Następnym przystankiem było Bombo Beach z jednej strony piaszczysty brzeg, z
drugiej zakryty niezwykłymi kamieniami prostokątnymi ustawionymi na
baczność,z wierzchu czarnymi pod spodem czerwonymi jakby wyszły prosto z
lawy,albo jakby tętniły żarem. Nieziemski widok, jakby resztki zrujnowanych
zamków. Ostatnia noc pod namiotem i start do domu.
23 styczeń
Po drodze Holbrook z wystawioną łodzią podwodną, znów mały antykwariat w
jakby zapomnianym miejscu…i
24 -styczeń
Melbourne to głównie poznawanie miasta, doków, przedmieść,muzeów m.in
słynnego australijskiego Robin Hooda, Neda Kellyego, cytadeli poświęconej
dzielnym żołnierzom walczącym na frontach I, II wojny .No i wreszcie wizyta
na często odwiedzanej przez australijczyków Philip Island.
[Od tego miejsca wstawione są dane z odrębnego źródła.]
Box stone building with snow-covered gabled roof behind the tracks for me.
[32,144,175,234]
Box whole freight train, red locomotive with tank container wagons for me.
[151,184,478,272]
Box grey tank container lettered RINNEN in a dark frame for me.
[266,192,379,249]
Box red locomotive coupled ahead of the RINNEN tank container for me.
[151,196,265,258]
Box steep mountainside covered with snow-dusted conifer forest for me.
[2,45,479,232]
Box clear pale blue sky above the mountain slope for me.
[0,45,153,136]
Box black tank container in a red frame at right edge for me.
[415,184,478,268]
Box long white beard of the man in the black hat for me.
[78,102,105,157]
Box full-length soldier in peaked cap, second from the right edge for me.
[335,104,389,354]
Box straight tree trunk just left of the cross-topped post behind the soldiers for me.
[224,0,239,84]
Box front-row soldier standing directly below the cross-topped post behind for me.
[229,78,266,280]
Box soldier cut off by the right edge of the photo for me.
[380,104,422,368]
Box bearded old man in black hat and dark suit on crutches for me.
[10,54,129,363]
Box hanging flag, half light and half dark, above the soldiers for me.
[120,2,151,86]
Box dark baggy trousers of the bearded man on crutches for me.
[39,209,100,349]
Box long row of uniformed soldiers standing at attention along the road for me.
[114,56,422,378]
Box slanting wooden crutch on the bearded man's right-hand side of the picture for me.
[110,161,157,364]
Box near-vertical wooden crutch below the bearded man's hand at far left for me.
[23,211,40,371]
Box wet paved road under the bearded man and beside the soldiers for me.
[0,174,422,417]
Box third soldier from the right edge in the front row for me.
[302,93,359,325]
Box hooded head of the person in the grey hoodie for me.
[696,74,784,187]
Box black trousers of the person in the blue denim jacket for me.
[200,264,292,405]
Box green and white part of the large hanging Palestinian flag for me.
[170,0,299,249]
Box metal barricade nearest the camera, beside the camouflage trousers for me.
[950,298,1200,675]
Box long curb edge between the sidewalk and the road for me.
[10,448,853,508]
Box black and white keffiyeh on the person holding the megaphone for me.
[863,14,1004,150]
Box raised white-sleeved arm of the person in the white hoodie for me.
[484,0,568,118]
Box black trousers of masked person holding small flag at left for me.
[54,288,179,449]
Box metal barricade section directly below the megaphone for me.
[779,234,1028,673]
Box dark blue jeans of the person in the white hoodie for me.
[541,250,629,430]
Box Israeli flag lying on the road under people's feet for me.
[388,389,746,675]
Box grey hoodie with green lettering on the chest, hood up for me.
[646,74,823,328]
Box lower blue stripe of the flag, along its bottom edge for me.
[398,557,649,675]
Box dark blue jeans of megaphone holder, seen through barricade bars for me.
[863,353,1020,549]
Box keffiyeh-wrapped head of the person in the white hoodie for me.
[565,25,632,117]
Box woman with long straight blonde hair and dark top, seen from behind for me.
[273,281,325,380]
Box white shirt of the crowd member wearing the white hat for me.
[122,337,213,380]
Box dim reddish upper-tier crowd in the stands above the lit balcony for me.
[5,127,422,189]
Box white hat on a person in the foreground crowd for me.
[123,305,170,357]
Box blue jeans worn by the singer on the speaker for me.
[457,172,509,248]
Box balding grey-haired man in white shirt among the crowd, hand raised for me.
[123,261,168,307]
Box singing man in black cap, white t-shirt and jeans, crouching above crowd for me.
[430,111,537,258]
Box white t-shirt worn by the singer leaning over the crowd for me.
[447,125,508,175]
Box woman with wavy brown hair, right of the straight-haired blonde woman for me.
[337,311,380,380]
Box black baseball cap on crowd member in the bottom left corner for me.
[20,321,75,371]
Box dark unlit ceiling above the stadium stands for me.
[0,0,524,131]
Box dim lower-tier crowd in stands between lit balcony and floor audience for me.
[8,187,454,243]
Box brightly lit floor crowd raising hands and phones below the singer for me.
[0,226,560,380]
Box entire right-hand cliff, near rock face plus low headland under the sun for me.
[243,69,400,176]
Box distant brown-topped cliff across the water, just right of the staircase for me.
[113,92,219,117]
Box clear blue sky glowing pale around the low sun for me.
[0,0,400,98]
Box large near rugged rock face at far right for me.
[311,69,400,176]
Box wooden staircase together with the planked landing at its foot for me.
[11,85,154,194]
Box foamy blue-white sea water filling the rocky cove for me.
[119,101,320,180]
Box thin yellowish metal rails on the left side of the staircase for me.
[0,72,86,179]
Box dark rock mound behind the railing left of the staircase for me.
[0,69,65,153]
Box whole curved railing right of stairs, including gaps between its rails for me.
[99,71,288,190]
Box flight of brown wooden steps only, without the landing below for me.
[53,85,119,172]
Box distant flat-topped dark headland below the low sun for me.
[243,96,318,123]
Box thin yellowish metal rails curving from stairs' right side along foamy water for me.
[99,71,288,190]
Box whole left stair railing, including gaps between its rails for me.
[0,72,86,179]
Słońce nadal praży
i ugniata rozgrzany piasek, a na plaży ludzie ukryci w namiotach jakże inny
obrazek do tych znanych z kurortów reklamowanych w kolorowych pismach. Nikomu
nie przychodzi na myśl wylegiwanie się na słońcu. Ostrzeżenia , plakaty o
raku skóry poważnie odstraszają, do tego pamiętajmy zawsze o Dinky Fever!!.
Nie warto kupować przed lotem do Australii filtrów i kremów, są nieskuteczne,
zgodnie z zaleceniem przyjaciela zaopatrzyłem się w nie tu na miejscu bo
tylko tu ich stężenie i ich właściwości są odpowiednie do panujących
warunków.
Australia mnie oczarowała, napewno wrócę tam jeszcze nie raz. Kolory,
kontrasty, zapachy, przestrzeń, ludzie. To naprawde inny świat, dusza inaczej
tam pracuje a serce po dłuższym pobycie wcale nie wyrywa się do powrotu do
domu. Chce się tam być, trwać i wiecznie podróżować.